The Baby in the Lobby

“Ugh,” she says, “he can’t find parking. Take the baby!” and she places her infant in my arms. I stand in the lobby of my office building, startled.

I haven’t met her in person before. I have spent long weeks trying to get her to my office for a meeting. We needed interpreters on the phone, social workers as go-betweens. She speaks a language that’s rare, even in this language-heavy town. Whatever she said to me wasn’t quite “he can’t find parking. Take the baby!” but I could tell what she meant by her gestures, her few words, the quick swing of her small child into my arms. She goes back outside to help her husband.

I stand in the lobby a minute, staring. G is four years old now. He is lanky and sprawling against my body when I hold him.
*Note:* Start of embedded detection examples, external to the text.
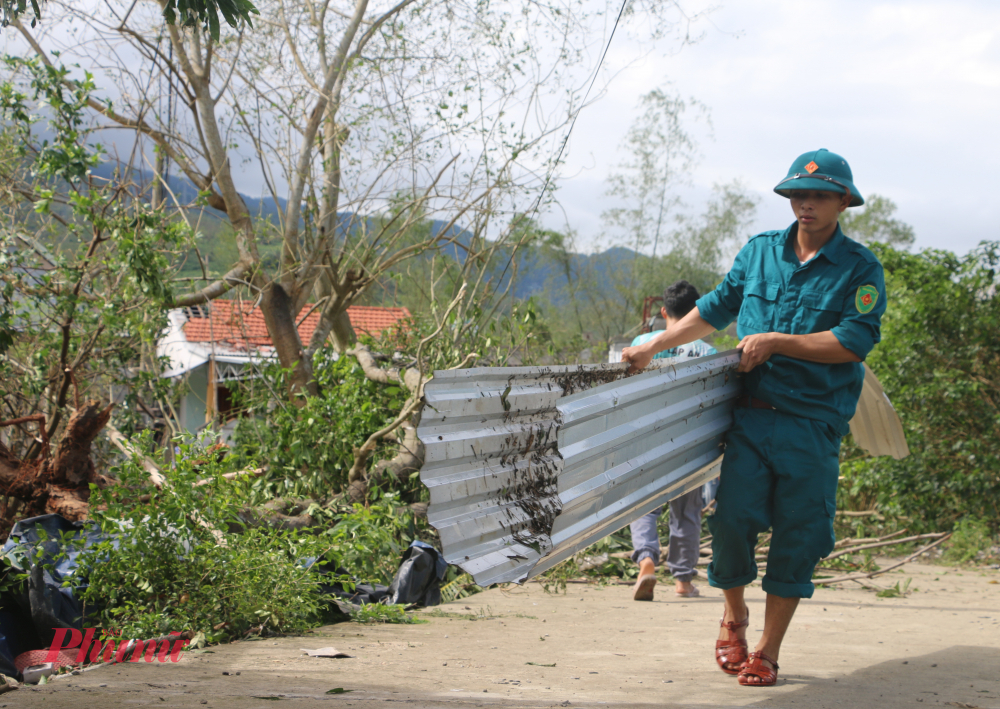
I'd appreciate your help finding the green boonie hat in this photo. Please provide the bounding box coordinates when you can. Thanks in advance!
[774,148,865,207]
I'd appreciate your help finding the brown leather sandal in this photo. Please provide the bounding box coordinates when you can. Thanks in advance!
[715,608,750,675]
[736,650,778,687]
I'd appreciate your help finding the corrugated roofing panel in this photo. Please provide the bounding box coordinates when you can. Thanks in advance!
[418,352,740,585]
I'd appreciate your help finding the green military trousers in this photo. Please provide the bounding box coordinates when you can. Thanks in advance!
[708,408,840,598]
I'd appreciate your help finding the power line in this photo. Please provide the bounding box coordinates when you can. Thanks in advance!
[497,0,628,285]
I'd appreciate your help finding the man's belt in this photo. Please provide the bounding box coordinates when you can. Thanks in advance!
[736,394,774,409]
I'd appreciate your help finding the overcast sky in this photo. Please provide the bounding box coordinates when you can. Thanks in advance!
[547,0,1000,253]
[2,0,1000,253]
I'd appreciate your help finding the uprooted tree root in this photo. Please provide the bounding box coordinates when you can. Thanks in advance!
[0,401,114,538]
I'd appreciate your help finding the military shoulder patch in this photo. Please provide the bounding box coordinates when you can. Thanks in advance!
[854,286,878,315]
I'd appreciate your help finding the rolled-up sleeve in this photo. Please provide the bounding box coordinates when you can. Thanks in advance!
[695,241,755,330]
[831,261,887,361]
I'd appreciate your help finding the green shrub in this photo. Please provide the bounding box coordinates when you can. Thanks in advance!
[233,347,408,499]
[944,517,996,564]
[72,440,342,641]
[841,242,1000,531]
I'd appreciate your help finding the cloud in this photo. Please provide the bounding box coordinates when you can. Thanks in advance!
[559,0,1000,252]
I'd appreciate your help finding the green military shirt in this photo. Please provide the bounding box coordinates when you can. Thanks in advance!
[697,223,886,435]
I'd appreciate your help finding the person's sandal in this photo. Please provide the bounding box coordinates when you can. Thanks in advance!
[632,574,656,601]
[715,608,750,675]
[736,650,778,687]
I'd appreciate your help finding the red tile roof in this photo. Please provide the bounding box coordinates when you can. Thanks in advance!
[184,300,410,351]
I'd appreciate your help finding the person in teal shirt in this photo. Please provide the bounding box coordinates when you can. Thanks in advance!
[622,150,886,686]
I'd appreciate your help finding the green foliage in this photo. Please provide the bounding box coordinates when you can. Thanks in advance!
[0,57,191,455]
[0,0,260,41]
[323,493,416,585]
[73,437,340,641]
[234,347,406,499]
[351,603,420,624]
[841,242,1000,530]
[840,194,916,249]
[163,0,260,42]
[944,517,1000,564]
[875,579,916,598]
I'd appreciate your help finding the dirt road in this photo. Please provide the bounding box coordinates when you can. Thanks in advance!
[15,564,1000,709]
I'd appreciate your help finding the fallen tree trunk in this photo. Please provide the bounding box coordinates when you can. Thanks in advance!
[0,401,114,537]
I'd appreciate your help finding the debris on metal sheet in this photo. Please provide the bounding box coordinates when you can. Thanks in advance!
[418,351,742,585]
[851,364,910,460]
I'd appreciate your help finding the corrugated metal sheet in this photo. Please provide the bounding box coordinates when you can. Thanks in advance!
[851,364,910,460]
[418,352,740,585]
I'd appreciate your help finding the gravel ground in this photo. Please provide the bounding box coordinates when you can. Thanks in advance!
[9,564,1000,709]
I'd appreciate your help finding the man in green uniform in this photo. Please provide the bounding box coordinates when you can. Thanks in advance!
[622,150,886,686]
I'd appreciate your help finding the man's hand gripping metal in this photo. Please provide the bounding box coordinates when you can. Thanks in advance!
[622,345,653,374]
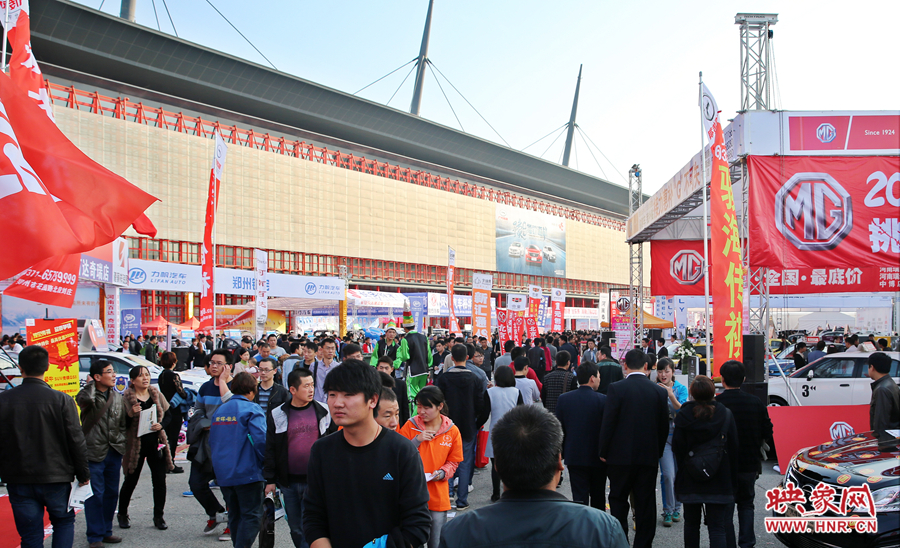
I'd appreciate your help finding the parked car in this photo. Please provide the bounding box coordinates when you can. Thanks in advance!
[542,245,556,263]
[774,432,900,548]
[769,352,900,406]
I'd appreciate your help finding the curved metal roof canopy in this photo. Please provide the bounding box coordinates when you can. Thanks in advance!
[31,0,628,215]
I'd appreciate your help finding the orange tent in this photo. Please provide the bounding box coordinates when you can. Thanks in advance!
[600,311,675,329]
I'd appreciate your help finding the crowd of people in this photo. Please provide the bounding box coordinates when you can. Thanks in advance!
[0,324,900,548]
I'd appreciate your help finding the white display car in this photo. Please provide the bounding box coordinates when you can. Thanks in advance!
[769,352,900,406]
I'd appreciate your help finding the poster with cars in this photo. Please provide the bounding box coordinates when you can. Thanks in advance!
[496,204,566,278]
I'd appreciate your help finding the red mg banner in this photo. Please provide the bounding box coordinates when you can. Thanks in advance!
[748,156,900,269]
[650,240,888,296]
[550,288,566,333]
[707,91,740,376]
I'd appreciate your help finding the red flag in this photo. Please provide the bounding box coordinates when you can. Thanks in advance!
[704,86,744,376]
[0,69,156,279]
[199,132,228,333]
[3,253,81,308]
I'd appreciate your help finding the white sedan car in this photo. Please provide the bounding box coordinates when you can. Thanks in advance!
[769,352,900,406]
[78,351,209,393]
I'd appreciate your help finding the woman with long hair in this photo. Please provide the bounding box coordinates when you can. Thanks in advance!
[400,386,464,548]
[656,358,687,527]
[672,375,739,548]
[119,365,175,530]
[484,367,524,502]
[159,352,187,474]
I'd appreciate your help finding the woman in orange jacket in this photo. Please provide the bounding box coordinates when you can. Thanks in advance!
[400,386,463,548]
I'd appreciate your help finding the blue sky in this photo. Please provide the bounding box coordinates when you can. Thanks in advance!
[76,0,900,193]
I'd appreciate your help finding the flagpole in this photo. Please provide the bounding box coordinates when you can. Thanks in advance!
[697,71,712,366]
[0,0,9,74]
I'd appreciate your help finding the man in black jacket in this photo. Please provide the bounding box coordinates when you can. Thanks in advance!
[263,367,336,548]
[600,349,669,548]
[716,360,772,548]
[440,405,628,548]
[0,346,91,546]
[556,364,606,511]
[437,344,490,510]
[303,360,431,548]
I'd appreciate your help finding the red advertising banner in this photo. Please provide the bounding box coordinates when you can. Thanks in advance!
[767,404,869,472]
[550,288,566,333]
[497,308,510,354]
[788,114,900,152]
[197,131,228,333]
[4,253,81,308]
[528,285,542,318]
[748,156,900,269]
[472,273,494,339]
[650,240,888,296]
[25,319,80,398]
[447,247,462,335]
[709,92,744,376]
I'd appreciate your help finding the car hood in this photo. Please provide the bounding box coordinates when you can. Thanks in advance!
[794,432,900,483]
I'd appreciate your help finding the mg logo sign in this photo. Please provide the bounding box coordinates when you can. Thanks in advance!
[816,123,837,143]
[775,173,853,251]
[669,249,703,285]
[829,421,856,441]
His expressions are quick, intentional. This tiny lump of baby just looks up at me, wondering. Her dark skin is wrapped in brilliant colors. Her eyes try to focus on too many things at once.

“Kookaburra sits in the old gum tree,” I sing, rocking her back and forth in the middle of the lobby, “merry merry king of the bush is he–eee.” Verse after verse I sing, swaying and wondering as the minutes click by if her mom is actually coming back again.

I look up and see your eyes watching the baby. You get a look when you see babies, as though something magical is unfolding.

You see the clamor in the lobby all day long. I wonder what the job description said when you applied for it. Receptionist? Administrative assistant? Could it possibly have honestly said “wrangler of confusion, bearer of information, interpreter of questions, queen of the chaos?” Each person coming in to our building stands before you. For many of them, their agony and frustration turn their tone raw. You listen through the confusion of their words to say: “Oh, you’re looking for so-and-so. Let me get her for you;” or “Here is the application you need,” or “I see; let me help you.”

The day rolls on, and the swell of people needing things never ceases. You hold their needs in your hand, one by one, pointing them towards a path through the chaos of their lives.

I wonder, sometimes, how you do it. How do you hold people, one after another, with grace and patience?

“Kookaburra sits in the old gum tree,” I sing again to the tiny child. I watch you watch the baby. You smile at her the way you have smiled at the children of Nepali and Somali Bantu and Congolese refugees in need of housing; the way you have watched the children of frazzled first-time home buyers, wanting to finally get a financial toe-hold in this world; the way you have watched the children of tenants behind in rent. You seem to hold her in your heart as easily as you hold the small babies of co-workers. You look at her the way you look at your own lanky, nearly-grown son. You watch the children as though they are magic unfolding.

You smile as you watch this tiny babe in my arms. You and I make eye contact when her mother finally returns. We both know we have to give the baby back.

I hand the tiny baby back to her mother, and a smile spreads across her mother’s face. The baby nestles in as I lead the way back to my office for our meeting.

Today, it is this baby in our lobby. Tomorrow it will be another.

Every day, you watch the children, like they are magic unfurling.